Se conocen las páginas brillantes del Julio Antonio Mella como líder universitario, atleta destacado, joven preocupado por las relaciones con los obreros y los sindicatos. Pero se sabe poco de su infancia mártir, como él mismo la definió. En más de un texto se reclama rescatar los pasos del pequeño Nicanor por la sastrería de la calle Obispo, en el centro histórico de La Habana.
Algunas fuentes aseguran que, aquejada de una dolencia pulmonar, la madre británica debió de marchar a Estados Unidos, donde fundaría otra familia. El niño Mella y su hermano Cecilio quedaron al amparo del padre. Las medias hermanas, las hijas del viejo Nicanor con su esposa, jamás lo aceptaron. Y mucho menos cuando la casa de los Mella se convirtió en blanco de la policía, ante la actividad revolucionaria de Julio Antonio.

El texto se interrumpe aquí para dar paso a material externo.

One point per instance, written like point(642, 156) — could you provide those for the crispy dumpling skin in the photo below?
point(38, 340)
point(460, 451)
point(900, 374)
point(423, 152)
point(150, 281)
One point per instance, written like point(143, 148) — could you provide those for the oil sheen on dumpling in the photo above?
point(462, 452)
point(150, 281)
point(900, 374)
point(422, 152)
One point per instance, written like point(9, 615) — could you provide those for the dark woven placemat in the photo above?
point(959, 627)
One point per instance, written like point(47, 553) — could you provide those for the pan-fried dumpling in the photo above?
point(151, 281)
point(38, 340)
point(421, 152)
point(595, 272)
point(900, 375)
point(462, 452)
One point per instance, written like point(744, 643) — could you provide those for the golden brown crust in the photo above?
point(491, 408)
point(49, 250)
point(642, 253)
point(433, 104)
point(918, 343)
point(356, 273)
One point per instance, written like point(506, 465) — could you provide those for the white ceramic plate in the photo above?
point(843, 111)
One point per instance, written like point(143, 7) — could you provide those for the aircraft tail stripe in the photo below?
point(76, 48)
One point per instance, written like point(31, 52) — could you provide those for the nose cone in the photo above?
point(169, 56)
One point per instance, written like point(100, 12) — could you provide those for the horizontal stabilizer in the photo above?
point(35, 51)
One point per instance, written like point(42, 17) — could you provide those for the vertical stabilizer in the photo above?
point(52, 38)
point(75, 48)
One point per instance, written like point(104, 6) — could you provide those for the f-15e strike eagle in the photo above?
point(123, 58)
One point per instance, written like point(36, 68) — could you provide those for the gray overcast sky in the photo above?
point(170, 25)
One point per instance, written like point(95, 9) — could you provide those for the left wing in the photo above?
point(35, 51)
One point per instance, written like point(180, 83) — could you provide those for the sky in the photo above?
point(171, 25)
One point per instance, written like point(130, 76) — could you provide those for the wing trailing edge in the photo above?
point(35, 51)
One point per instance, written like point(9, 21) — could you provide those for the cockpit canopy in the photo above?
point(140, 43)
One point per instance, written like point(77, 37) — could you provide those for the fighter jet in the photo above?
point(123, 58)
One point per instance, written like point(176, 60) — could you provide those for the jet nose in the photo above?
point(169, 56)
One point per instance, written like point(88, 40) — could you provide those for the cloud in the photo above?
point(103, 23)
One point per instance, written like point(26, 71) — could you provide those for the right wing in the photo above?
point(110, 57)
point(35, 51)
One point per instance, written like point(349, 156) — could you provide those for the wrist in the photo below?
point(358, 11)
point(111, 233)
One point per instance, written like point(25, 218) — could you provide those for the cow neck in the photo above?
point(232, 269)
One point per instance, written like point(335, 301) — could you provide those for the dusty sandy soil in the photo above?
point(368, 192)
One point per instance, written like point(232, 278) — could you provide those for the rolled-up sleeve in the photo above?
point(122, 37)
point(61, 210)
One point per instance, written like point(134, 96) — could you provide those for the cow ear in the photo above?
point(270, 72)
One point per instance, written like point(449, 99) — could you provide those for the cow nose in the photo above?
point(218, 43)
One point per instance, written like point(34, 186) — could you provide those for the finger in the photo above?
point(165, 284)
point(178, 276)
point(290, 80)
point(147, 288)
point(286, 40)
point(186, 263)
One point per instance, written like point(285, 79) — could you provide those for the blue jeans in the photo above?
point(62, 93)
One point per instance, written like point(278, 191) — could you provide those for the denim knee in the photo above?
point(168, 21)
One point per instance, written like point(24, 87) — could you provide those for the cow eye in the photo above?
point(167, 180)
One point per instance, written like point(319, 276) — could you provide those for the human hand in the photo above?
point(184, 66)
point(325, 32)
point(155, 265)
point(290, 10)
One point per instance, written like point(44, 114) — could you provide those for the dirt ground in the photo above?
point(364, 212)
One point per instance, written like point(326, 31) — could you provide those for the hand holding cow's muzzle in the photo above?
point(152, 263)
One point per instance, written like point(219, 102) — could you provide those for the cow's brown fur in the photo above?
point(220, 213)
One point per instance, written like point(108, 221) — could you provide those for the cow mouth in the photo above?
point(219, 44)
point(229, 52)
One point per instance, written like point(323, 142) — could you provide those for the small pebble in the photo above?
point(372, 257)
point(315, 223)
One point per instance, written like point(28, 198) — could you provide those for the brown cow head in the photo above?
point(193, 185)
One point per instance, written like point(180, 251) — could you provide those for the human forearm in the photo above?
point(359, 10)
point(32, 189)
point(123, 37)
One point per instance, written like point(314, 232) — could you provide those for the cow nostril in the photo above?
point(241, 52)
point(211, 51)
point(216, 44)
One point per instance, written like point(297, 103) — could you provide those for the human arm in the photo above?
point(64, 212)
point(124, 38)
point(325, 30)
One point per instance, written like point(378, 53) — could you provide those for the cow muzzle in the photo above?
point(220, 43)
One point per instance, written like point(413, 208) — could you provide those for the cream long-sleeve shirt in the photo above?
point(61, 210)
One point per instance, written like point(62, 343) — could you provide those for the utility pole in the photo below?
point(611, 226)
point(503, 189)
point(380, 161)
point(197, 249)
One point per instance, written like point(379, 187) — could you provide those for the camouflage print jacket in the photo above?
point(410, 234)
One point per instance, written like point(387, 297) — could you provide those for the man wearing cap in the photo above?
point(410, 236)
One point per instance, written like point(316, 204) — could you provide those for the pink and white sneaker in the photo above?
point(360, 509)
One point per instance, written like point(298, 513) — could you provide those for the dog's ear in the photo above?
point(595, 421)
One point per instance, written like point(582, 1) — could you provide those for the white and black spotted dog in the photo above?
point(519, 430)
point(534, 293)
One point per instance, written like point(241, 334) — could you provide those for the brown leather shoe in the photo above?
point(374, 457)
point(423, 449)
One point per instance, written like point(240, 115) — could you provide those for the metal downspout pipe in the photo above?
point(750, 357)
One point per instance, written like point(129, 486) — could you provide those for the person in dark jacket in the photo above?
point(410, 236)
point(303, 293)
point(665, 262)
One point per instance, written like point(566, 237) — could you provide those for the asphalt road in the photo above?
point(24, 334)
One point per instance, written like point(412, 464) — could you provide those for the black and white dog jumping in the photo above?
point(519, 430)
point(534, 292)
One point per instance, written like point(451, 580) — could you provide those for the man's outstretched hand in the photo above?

El joven apuesto, hijo del sastre más renombrado de La Habana, parece haber suscitado más de una envidia. En el seno ya del movimiento revolucionario, tampoco pudo librarse de ese encono emocional. El ítalo-argentino Vittorio Codovilla le odió vehementemente, y para colmo, utilizó todas sus influencias para que Mella no quedara en Moscú en la Internacional Comunista, como querían sus amigos, para protegerlo de la amenaza de muerte extendida por el tirano Machado.
Dicen que Codovilla se mofaba de los intelectualoides (así calificaba al joven cubano), y que hasta dijo: Estupendo funeral que debe preparársele a Mella con toda anticipación. En la memoria y en los libros se encuentran los amores de Julio Antonio: la Sarah Pascual enamorada, la Olivín Zaldívar (madre de su hija Natasha), y sobre todo Tina Modotti (la Tinísima, de Elena Poniatowska), que le acompañó en el minuto de morir asesinado una fría noche de enero de 1929 en una calle mexicana. Pero esa sería otra historia por contar. Se cierra el ciclo notable de 117 años de una vida conocida, pero curiosamente expedita.